Machine Learning FAQ
Why does mixed precision such as `bfloat16` help so much in practice?
Mixed precision helps so much in practice because it attacks two of the biggest LLM bottlenecks at once:
- memory footprint
- compute throughput
When you move much of training from fp32 to a lower-precision format such as bfloat16, tensors take less space and can often use faster hardware execution paths such as tensor cores.
The reason bfloat16 is especially attractive is that it keeps a large exponent range similar to fp32. That makes it more forgiving numerically than plain float16, which is why it became a common practical default for modern training workloads.

The repo’s training-speed measurements show why this matters: switching to bfloat16 roughly halved reserved memory in the example and also gave a large throughput jump.

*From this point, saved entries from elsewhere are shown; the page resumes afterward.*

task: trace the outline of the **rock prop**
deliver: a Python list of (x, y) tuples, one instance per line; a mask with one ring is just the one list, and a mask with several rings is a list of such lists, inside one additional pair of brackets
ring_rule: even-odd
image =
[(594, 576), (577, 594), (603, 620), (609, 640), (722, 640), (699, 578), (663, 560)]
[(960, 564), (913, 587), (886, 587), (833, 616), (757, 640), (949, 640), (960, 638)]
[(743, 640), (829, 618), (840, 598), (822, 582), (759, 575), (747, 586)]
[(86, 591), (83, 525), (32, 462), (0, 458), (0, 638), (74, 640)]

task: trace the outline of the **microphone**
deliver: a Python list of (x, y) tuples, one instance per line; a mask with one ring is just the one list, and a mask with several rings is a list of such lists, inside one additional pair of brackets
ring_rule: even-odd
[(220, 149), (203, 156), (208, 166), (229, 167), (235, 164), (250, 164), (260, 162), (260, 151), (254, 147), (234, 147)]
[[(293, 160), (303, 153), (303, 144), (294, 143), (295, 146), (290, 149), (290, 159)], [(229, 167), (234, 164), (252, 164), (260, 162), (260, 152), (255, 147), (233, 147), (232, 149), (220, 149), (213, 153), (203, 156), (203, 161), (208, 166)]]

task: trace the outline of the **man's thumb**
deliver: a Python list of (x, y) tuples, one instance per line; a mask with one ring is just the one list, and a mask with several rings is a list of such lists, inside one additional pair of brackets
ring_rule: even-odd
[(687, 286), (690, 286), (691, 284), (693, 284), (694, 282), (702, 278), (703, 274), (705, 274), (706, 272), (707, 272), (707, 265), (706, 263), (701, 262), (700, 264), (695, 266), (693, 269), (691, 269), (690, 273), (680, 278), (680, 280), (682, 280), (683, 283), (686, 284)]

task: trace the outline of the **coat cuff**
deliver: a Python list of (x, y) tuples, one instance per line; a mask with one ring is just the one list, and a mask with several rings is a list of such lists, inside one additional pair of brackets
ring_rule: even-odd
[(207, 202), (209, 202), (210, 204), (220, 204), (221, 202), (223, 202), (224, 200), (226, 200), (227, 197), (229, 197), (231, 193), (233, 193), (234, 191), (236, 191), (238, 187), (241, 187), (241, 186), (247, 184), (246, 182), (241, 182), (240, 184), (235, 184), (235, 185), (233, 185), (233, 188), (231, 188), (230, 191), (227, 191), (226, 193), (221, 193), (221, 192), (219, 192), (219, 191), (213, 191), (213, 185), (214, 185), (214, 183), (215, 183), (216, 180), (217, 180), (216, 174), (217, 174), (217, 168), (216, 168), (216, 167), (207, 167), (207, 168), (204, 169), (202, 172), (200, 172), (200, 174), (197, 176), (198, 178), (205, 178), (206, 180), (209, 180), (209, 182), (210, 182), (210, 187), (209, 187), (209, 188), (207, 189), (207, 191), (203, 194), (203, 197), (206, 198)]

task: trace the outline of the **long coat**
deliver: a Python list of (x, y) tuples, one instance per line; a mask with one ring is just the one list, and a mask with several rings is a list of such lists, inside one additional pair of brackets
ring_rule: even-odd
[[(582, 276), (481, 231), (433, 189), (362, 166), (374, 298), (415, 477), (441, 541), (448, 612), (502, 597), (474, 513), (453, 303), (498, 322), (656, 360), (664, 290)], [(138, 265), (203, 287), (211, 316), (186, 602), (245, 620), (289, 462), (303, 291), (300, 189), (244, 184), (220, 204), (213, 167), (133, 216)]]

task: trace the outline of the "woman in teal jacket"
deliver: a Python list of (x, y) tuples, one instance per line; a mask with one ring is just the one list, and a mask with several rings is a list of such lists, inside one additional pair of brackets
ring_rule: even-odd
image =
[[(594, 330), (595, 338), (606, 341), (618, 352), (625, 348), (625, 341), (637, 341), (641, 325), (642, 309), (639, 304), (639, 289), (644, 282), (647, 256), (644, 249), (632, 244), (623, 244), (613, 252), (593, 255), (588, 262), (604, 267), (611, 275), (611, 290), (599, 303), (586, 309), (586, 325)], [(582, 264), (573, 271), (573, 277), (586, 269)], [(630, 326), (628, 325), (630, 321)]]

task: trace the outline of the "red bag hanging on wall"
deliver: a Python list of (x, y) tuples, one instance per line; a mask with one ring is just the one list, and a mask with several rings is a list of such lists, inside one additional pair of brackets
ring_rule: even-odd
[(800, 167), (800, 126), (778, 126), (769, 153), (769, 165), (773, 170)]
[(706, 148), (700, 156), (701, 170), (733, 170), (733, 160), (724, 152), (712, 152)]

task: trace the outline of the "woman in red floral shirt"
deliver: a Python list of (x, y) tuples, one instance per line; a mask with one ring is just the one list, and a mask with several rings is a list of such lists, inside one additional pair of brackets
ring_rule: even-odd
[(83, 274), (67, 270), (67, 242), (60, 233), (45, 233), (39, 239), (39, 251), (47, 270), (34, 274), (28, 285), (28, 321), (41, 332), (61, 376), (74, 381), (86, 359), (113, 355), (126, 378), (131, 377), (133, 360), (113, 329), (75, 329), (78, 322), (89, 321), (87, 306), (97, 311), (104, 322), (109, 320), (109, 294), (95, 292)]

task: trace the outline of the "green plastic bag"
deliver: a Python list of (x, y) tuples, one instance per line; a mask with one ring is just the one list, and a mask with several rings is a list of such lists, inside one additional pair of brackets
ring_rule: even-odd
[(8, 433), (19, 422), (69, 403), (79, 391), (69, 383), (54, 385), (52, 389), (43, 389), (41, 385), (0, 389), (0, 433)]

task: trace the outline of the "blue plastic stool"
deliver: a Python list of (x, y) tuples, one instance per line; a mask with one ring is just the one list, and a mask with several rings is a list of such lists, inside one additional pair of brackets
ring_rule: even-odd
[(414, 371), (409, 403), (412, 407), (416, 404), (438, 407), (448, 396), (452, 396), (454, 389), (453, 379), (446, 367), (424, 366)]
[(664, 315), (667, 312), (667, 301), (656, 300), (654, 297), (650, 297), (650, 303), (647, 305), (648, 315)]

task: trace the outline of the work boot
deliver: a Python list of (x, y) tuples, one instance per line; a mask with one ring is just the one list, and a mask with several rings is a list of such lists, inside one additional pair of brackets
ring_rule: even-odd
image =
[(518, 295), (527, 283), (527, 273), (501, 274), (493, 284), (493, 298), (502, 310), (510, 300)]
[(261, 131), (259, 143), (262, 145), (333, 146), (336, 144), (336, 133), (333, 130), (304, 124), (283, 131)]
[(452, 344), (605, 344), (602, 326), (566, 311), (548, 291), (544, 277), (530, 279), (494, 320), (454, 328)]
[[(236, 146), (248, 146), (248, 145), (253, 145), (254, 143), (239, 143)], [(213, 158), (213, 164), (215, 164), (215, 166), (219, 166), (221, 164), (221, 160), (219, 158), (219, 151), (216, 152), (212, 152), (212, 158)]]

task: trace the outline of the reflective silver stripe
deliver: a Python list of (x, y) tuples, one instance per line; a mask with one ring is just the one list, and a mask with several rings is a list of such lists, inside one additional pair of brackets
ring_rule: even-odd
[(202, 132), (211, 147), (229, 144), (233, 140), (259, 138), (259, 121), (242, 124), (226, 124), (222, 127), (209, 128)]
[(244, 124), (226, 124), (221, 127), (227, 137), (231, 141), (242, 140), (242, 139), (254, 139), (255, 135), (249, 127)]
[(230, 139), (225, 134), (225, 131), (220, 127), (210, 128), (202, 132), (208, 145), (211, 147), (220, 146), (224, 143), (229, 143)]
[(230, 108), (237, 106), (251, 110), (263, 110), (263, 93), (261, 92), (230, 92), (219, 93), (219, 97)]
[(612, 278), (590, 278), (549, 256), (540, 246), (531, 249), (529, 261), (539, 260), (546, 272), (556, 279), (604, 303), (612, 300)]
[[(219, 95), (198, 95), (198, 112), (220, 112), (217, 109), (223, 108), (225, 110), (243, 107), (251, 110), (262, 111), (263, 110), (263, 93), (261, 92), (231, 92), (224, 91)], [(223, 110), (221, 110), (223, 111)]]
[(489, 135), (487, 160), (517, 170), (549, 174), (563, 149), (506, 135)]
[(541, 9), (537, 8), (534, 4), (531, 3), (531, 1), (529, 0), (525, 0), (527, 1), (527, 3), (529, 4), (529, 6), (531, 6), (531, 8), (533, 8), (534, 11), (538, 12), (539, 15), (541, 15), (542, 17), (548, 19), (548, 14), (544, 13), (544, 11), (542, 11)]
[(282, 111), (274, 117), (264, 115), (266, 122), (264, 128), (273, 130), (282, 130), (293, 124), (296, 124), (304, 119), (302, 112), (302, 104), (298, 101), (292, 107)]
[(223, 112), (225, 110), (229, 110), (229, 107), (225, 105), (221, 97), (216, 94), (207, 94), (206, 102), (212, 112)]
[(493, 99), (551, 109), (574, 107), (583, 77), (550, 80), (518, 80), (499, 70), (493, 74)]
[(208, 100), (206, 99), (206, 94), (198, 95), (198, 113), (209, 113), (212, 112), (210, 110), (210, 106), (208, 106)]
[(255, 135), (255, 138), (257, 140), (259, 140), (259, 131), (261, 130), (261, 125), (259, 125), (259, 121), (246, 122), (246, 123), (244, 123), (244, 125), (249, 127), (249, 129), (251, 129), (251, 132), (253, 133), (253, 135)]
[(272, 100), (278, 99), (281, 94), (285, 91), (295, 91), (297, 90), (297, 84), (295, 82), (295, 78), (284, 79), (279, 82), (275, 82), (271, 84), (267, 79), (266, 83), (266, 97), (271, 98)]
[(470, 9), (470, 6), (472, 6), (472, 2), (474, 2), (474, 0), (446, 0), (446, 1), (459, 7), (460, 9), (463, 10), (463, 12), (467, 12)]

That is the main reason mixed precision is such a big deal in real systems:
- smaller activations
- smaller intermediate tensors
- faster matrix operations on supported hardware
This does not mean everything always runs in low precision with no safeguards. Practical mixed-precision training often keeps some operations, reductions, or master states in more stable forms where needed. But the overall effect is still dramatic.
Mixed precision is also one of the first optimizations people reach for because it usually gives a large payoff without requiring a redesign of the model itself.
In short, mixed precision such as bfloat16 helps so much because it reduces memory use and enables faster hardware execution, while bfloat16 remains stable enough to be practical for large-scale LLM training.